FLARE: Feed-forward Geometry, Appearance and Camera Estimation from Uncalibrated Sparse Views (2502.12138v4)

Published 17 Feb 2025 in cs.CV

Abstract: We present FLARE, a feed-forward model designed to infer high-quality camera poses and 3D geometry from uncalibrated sparse-view images (i.e., as few as 2-8 inputs), which is a challenging yet practical setting in real-world applications. Our solution features a cascaded learning paradigm with camera pose serving as the critical bridge, recognizing its essential role in mapping 3D structures onto 2D image planes. Concretely, FLARE starts with camera pose estimation, whose results condition the subsequent learning of geometric structure and appearance, optimized through the objectives of geometry reconstruction and novel-view synthesis. Utilizing large-scale public datasets for training, our method delivers state-of-the-art performance in the tasks of pose estimation, geometry reconstruction, and novel view synthesis, while maintaining the inference efficiency (i.e., less than 0.5 seconds). The project page and code can be found at: https://zhanghe3z.github.io/FLARE/

Summary

The paper introduces a novel feed-forward model that accurately estimates coarse camera poses using a transformer-based neural predictor instead of traditional feature matching.
It employs a two-stage geometry reconstruction strategy, first predicting local camera-centric structures and then consolidating them into a global 3D representation.
FLARE achieves real-time inference (<0.5s) and improved accuracy on benchmarks, enhancing applications in AR, robotics, and autonomous navigation.

An Expert Overview of "FLARE: Feed-forward Geometry, Appearance and Camera Estimation from Uncalibrated Sparse Views"

The paper "FLARE: Feed-forward Geometry, Appearance and Camera Estimation from Uncalibrated Sparse Views" introduces a novel feed-forward model capable of recovering high-quality camera poses, 3D geometry, and scene appearance from uncalibrated sparse-view images.
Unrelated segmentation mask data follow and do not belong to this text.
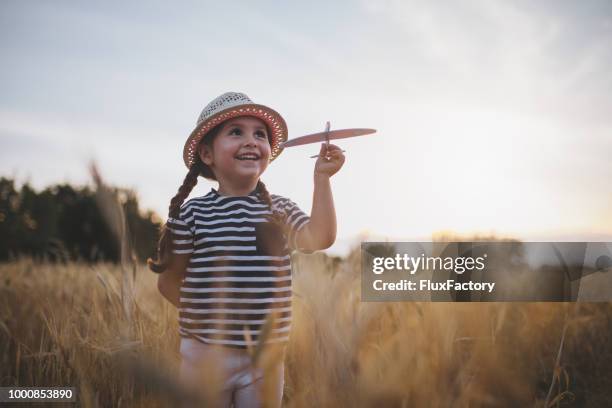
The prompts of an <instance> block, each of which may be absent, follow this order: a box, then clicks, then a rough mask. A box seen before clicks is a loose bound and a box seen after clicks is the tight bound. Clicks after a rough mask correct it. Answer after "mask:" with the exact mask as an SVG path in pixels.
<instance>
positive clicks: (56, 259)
mask: <svg viewBox="0 0 612 408" xmlns="http://www.w3.org/2000/svg"><path fill="white" fill-rule="evenodd" d="M114 190H115V192H116V194H118V196H119V197H121V204H122V205H123V207H124V211H125V215H126V220H127V224H128V230H129V234H130V238H131V240H132V243H133V245H134V250H135V252H136V255H137V256H138V258H139V259H140V260H145V259H146V258H147V257H149V256H152V255H153V253H154V251H155V246H156V241H157V233H158V230H159V228H160V223H159V222H158V221H157V218H156V216H155V214H154V213H153V212H152V211H148V212H145V213H141V211H140V208H139V204H138V198H137V195H136V193H135V192H134V191H131V190H127V189H119V188H115V189H114ZM16 255H30V256H34V257H45V258H48V259H52V260H58V259H81V260H87V261H98V260H110V261H118V260H119V245H118V242H116V240H115V239H114V237H113V236H112V235H111V232H110V229H109V227H108V226H107V224H106V222H105V220H104V218H103V217H102V214H101V212H100V210H99V208H98V206H97V203H96V198H95V193H94V192H93V191H92V190H91V189H90V188H88V187H81V188H74V187H72V186H70V185H69V184H58V185H54V186H51V187H48V188H46V189H44V190H43V191H41V192H36V191H35V190H34V189H33V188H32V187H31V186H30V185H29V184H28V183H25V184H23V185H22V186H21V189H19V190H18V189H17V188H16V187H15V182H14V181H13V180H11V179H8V178H4V177H2V178H0V260H8V259H10V257H11V256H16Z"/></svg>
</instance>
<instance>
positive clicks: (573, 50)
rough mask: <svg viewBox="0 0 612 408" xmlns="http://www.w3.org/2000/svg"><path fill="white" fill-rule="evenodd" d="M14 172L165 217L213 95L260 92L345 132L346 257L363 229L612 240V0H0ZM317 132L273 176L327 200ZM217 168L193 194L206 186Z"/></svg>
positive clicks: (38, 180) (5, 128) (589, 239)
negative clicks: (119, 187)
mask: <svg viewBox="0 0 612 408" xmlns="http://www.w3.org/2000/svg"><path fill="white" fill-rule="evenodd" d="M0 52H1V55H2V56H3V57H2V59H3V62H2V64H0V89H2V92H0V142H1V143H2V148H1V149H0V176H7V177H13V178H15V179H17V180H18V181H19V182H26V181H28V182H30V183H31V184H33V185H34V186H35V187H38V188H43V187H45V186H47V185H50V184H54V183H60V182H71V183H74V184H86V183H91V181H90V178H89V175H88V172H87V166H88V163H89V162H90V161H91V160H95V161H96V162H97V163H98V165H99V167H100V170H101V172H102V174H103V176H104V177H105V179H106V181H107V182H108V183H111V184H114V185H118V186H123V187H129V188H133V189H135V190H136V191H138V194H139V197H140V202H141V205H142V206H143V207H144V208H150V209H153V210H155V211H156V212H157V213H159V214H160V216H161V217H162V218H165V216H166V215H167V206H168V203H169V200H170V198H171V197H172V196H173V195H174V194H175V193H176V190H177V189H178V187H179V185H180V183H181V182H182V179H183V177H184V176H185V173H186V168H185V167H184V164H183V161H182V149H183V145H184V142H185V140H186V138H187V136H188V135H189V133H190V132H191V131H192V130H193V128H194V126H195V122H196V119H197V117H198V115H199V113H200V112H201V110H202V109H203V108H204V106H205V105H206V104H207V103H208V102H210V101H211V100H212V99H214V98H215V97H216V96H218V95H220V94H222V93H224V92H227V91H238V92H244V93H246V94H247V95H248V96H249V97H250V98H251V99H253V100H254V101H255V102H256V103H262V104H264V105H268V106H270V107H272V108H273V109H275V110H277V111H278V112H280V113H281V114H282V115H283V117H284V118H285V120H286V121H287V124H288V128H289V138H293V137H298V136H300V135H304V134H308V133H314V132H318V131H321V130H323V129H324V126H325V122H326V121H330V122H331V126H332V129H341V128H350V127H369V128H375V129H377V133H376V134H375V135H372V136H364V137H360V138H354V139H345V140H340V141H337V143H336V144H338V145H340V146H341V147H342V148H343V149H345V150H346V153H345V154H346V163H345V165H344V167H343V168H342V169H341V170H340V172H339V173H337V174H336V175H335V176H334V177H333V178H332V188H333V192H334V201H335V206H336V214H337V220H338V239H337V241H336V244H334V246H333V247H331V248H330V249H329V252H330V253H335V254H340V255H342V254H345V253H346V252H347V251H348V250H349V249H350V248H351V247H353V246H355V245H358V244H359V242H361V241H362V240H366V239H367V240H391V241H400V240H427V239H430V238H431V236H432V234H435V233H440V232H445V231H451V232H454V233H457V234H463V235H470V234H477V233H478V234H495V235H497V236H504V237H515V238H521V239H525V240H537V239H544V238H545V239H550V240H553V239H559V240H582V239H584V240H598V239H597V238H598V237H600V238H601V239H604V240H605V239H608V240H609V238H610V237H612V182H611V180H612V160H611V155H610V153H611V152H612V115H611V113H612V69H611V68H612V3H610V2H608V1H582V2H575V1H538V2H530V1H512V0H510V1H506V0H504V1H502V0H486V1H485V0H482V1H476V0H474V1H467V0H466V1H412V0H409V1H385V0H382V1H373V0H371V1H370V0H367V1H365V0H364V1H337V2H318V1H311V2H299V3H298V2H295V3H294V2H270V1H260V2H247V1H245V2H232V3H231V4H230V3H227V2H226V3H223V2H207V1H184V2H160V1H146V2H145V1H132V2H114V1H108V2H72V1H53V2H48V1H10V0H9V1H6V0H5V1H2V2H1V3H0ZM316 153H318V146H317V145H307V146H301V147H294V148H288V149H286V150H285V151H284V152H283V153H282V154H281V156H280V157H279V158H278V159H276V160H275V161H274V162H273V163H272V164H271V165H270V167H268V169H267V170H266V172H265V173H264V174H263V176H262V180H263V181H264V182H265V183H266V185H267V186H268V189H269V190H270V191H271V192H272V193H275V194H280V195H284V196H287V197H290V198H291V199H292V200H293V201H295V202H296V203H297V204H298V205H299V206H300V207H301V208H302V209H303V210H304V211H306V212H308V213H309V212H310V209H311V206H312V194H313V181H312V173H313V168H314V159H310V158H309V156H311V155H313V154H316ZM211 187H216V186H215V185H214V184H212V183H211V182H209V181H206V180H204V179H201V181H200V182H199V183H198V185H197V186H196V188H195V189H194V191H193V193H192V197H194V196H198V195H204V194H206V193H207V192H208V191H209V190H210V188H211Z"/></svg>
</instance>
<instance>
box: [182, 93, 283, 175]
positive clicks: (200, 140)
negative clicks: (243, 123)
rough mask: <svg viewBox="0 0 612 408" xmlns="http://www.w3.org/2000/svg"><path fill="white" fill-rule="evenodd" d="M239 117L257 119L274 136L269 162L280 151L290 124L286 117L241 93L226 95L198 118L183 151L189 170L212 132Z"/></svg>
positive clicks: (270, 143) (184, 160) (210, 104)
mask: <svg viewBox="0 0 612 408" xmlns="http://www.w3.org/2000/svg"><path fill="white" fill-rule="evenodd" d="M237 116H254V117H256V118H259V119H261V120H263V121H264V123H266V125H268V129H270V132H271V134H270V135H268V137H269V138H270V146H271V149H272V152H271V154H270V162H271V161H272V160H274V159H275V158H276V157H277V156H278V155H279V154H280V153H281V152H282V150H283V149H282V148H281V147H280V145H281V143H282V142H284V141H286V140H287V124H286V123H285V120H284V119H283V117H282V116H281V115H280V114H279V113H278V112H276V111H275V110H274V109H270V108H268V107H267V106H264V105H258V104H256V103H253V101H252V100H251V99H249V97H248V96H246V95H245V94H243V93H240V92H227V93H224V94H223V95H221V96H218V97H216V98H215V99H213V101H212V102H210V103H209V104H208V105H206V107H205V108H204V110H203V111H202V113H201V114H200V117H199V118H198V122H197V124H196V127H195V129H194V130H193V132H191V135H189V138H188V139H187V141H186V142H185V147H184V149H183V161H184V162H185V165H186V166H187V168H191V165H192V164H193V163H194V162H195V160H196V158H197V156H198V145H199V144H200V141H201V140H202V138H203V137H204V136H205V135H206V133H208V131H209V130H211V129H212V128H214V127H215V126H217V125H218V124H219V123H221V122H223V121H226V120H227V119H231V118H235V117H237Z"/></svg>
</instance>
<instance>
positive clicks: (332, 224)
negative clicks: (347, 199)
mask: <svg viewBox="0 0 612 408" xmlns="http://www.w3.org/2000/svg"><path fill="white" fill-rule="evenodd" d="M326 156H328V157H329V160H328V159H326V158H325V157H326ZM344 161H345V157H344V154H342V150H341V149H340V148H339V147H338V146H336V145H332V144H330V145H329V149H328V150H327V148H326V144H325V143H324V144H322V145H321V151H320V152H319V158H318V159H317V162H316V164H315V171H314V193H313V198H312V211H311V214H310V221H308V222H307V223H306V224H305V225H304V227H302V229H300V231H299V232H298V233H297V244H298V247H299V248H300V249H304V250H309V251H316V250H319V249H326V248H329V247H330V246H332V244H333V243H334V242H335V241H336V210H335V208H334V197H333V194H332V190H331V182H330V178H331V176H333V175H334V174H336V172H337V171H338V170H340V168H341V167H342V165H343V164H344Z"/></svg>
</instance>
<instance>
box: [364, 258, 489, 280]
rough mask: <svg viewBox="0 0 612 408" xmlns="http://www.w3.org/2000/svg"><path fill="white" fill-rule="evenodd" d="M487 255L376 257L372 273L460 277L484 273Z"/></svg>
mask: <svg viewBox="0 0 612 408" xmlns="http://www.w3.org/2000/svg"><path fill="white" fill-rule="evenodd" d="M486 258H487V254H483V255H482V256H478V257H469V256H468V257H455V258H453V257H450V256H447V257H444V258H442V257H439V256H436V257H432V256H425V254H421V255H420V256H419V257H413V256H409V255H408V254H404V255H403V256H402V255H400V254H396V255H395V258H392V257H375V258H374V259H373V260H372V272H374V273H375V274H381V273H383V272H385V271H386V270H405V271H409V272H410V274H411V275H414V274H415V273H417V272H418V271H419V270H421V271H428V270H429V271H431V270H443V271H453V272H455V273H456V274H458V275H461V274H462V273H464V272H466V271H473V270H477V271H482V270H483V269H484V268H485V260H486Z"/></svg>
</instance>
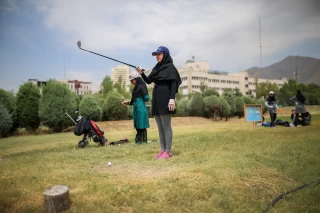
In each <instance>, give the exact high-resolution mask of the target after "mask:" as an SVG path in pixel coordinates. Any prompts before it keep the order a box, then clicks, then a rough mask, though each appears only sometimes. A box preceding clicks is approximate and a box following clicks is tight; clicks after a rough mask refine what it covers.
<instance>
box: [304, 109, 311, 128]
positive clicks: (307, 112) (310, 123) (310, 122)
mask: <svg viewBox="0 0 320 213" xmlns="http://www.w3.org/2000/svg"><path fill="white" fill-rule="evenodd" d="M304 124H305V125H306V126H307V125H310V124H311V115H310V113H309V112H306V113H305V117H304Z"/></svg>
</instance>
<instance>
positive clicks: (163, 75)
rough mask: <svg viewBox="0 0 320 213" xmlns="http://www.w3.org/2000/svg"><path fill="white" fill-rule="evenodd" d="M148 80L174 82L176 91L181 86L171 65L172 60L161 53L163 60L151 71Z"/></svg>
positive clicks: (162, 59) (163, 54) (166, 55)
mask: <svg viewBox="0 0 320 213" xmlns="http://www.w3.org/2000/svg"><path fill="white" fill-rule="evenodd" d="M149 78H152V79H154V80H160V81H164V80H175V81H176V83H177V91H176V93H177V92H178V89H179V86H180V84H181V78H180V75H179V72H178V70H177V69H176V67H175V66H174V65H173V60H172V58H171V56H170V55H169V54H166V53H163V59H162V61H161V62H158V63H157V64H156V66H155V67H154V68H153V69H152V71H151V73H150V75H149Z"/></svg>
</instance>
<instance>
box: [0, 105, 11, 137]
mask: <svg viewBox="0 0 320 213" xmlns="http://www.w3.org/2000/svg"><path fill="white" fill-rule="evenodd" d="M0 121H1V122H0V138H2V137H4V136H7V133H8V132H9V130H10V129H11V127H12V119H11V115H10V113H9V112H8V110H7V109H6V108H5V107H4V106H3V105H2V104H0Z"/></svg>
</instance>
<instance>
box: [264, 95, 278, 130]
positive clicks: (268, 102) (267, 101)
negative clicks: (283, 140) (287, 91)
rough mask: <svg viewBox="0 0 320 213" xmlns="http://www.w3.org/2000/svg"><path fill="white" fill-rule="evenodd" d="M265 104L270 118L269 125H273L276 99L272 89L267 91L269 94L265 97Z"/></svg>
mask: <svg viewBox="0 0 320 213" xmlns="http://www.w3.org/2000/svg"><path fill="white" fill-rule="evenodd" d="M265 105H266V106H267V107H268V110H269V113H270V119H271V123H270V127H275V121H276V118H277V109H278V106H277V100H276V97H275V95H274V92H273V91H270V92H269V96H268V98H267V101H266V103H265Z"/></svg>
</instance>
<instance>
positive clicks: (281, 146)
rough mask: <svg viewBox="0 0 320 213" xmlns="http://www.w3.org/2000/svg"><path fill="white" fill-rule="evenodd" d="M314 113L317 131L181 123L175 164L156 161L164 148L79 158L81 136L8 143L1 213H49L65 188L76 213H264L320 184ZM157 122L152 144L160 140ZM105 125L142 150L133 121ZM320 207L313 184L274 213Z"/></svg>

This work addresses significant challenges faced by traditional Structure-from-Motion (SfM) and Multi-View Stereo (MVS) methods, which typically require extensive view overlap and accurate initial camera estimations that are not always present in real-world data collection scenarios.

Technical Approach

FLARE employs a cascade learning paradigm, leveraging camera pose estimation as a foundational step for subsequent tasks. The initial phase involves estimating coarse camera poses from sparse views, utilizing a neural pose predictor based on transformer architecture. This approach foregoes conventional feature matching, which often proves ineffective with limited view overlap, in favor of direct pose estimation through learned geometric priors.

Following pose estimation, the model adopts a two-stage strategy for geometry reconstruction. Initially, the system predicts camera-centric geometric structures, which simplifies the task by allowing local view-specific information to guide learning. A subsequent global geometry projector then consolidates these local geometries into a cohesive global representation.

For appearance modeling, FLARE reconstructs photorealistic views by leveraging 3D Gaussians, initialized with the learned geometry, to predict appearance features. This model integrates detailed spatial information from deep neural networks, employing features from large pre-trained encoders such as VGG, to ensure high fidelity in rendering novel views.

Empirical Performance

The model's efficacy is demonstrated through extensive evaluations across several challenging datasets, including MegaDepth, ARKitScenes, and DL3DV. FLARE consistently outperforms existing approaches in tasks of pose estimation, geometry reconstruction, and novel-view synthesis. Specifically, on camera pose estimation tasks using the RealEstate10K dataset, FLARE achieves an AUC@30° of 84.6, a significant improvement over benchmark methods such as DUSt3R and PoseDiffusion. Similarly, for sparse-view 3D reconstruction, FLARE demonstrates superior accuracy and completeness on datasets like ETH3D and TUM RGBD.

Moreover, FLARE's architecture allows it to maintain inference times under 0.5 seconds, a substantial performance gain over optimization-reliant approaches like DUSt3R and MASt3R, which suffer from temporal inefficiencies.

Implications and Future Directions

FLARE's approach presents meaningful applications in fields requiring flexible and efficient reconstruction pipelines, such as augmented reality, robotics, and autonomous navigation. The model's ability to deliver high-quality reconstructions from sparse and uncalibrated data expands its utility in scenarios where comprehensive environmental surveying is impractical or impossible.

The paper opens pathways for several future research directions. The scalability of FLARE to handle thin structures or highly complex scenes remains an open challenge. Additionally, integrating robust mechanisms to handle diverse camera trajectories and out-of-distribution scenarios could further enhance its generalizability. Future work may also explore multi-scale geometry representations to refine reconstruction details and integrate more elaborate rendering techniques to improve appearance fidelity.

In summary, FLARE stands out as an efficient and scalable solution to longstanding challenges in multi-view 3D reconstruction, with robust empirical results and promising implications for numerous practical applications in AI-driven perception and graphics.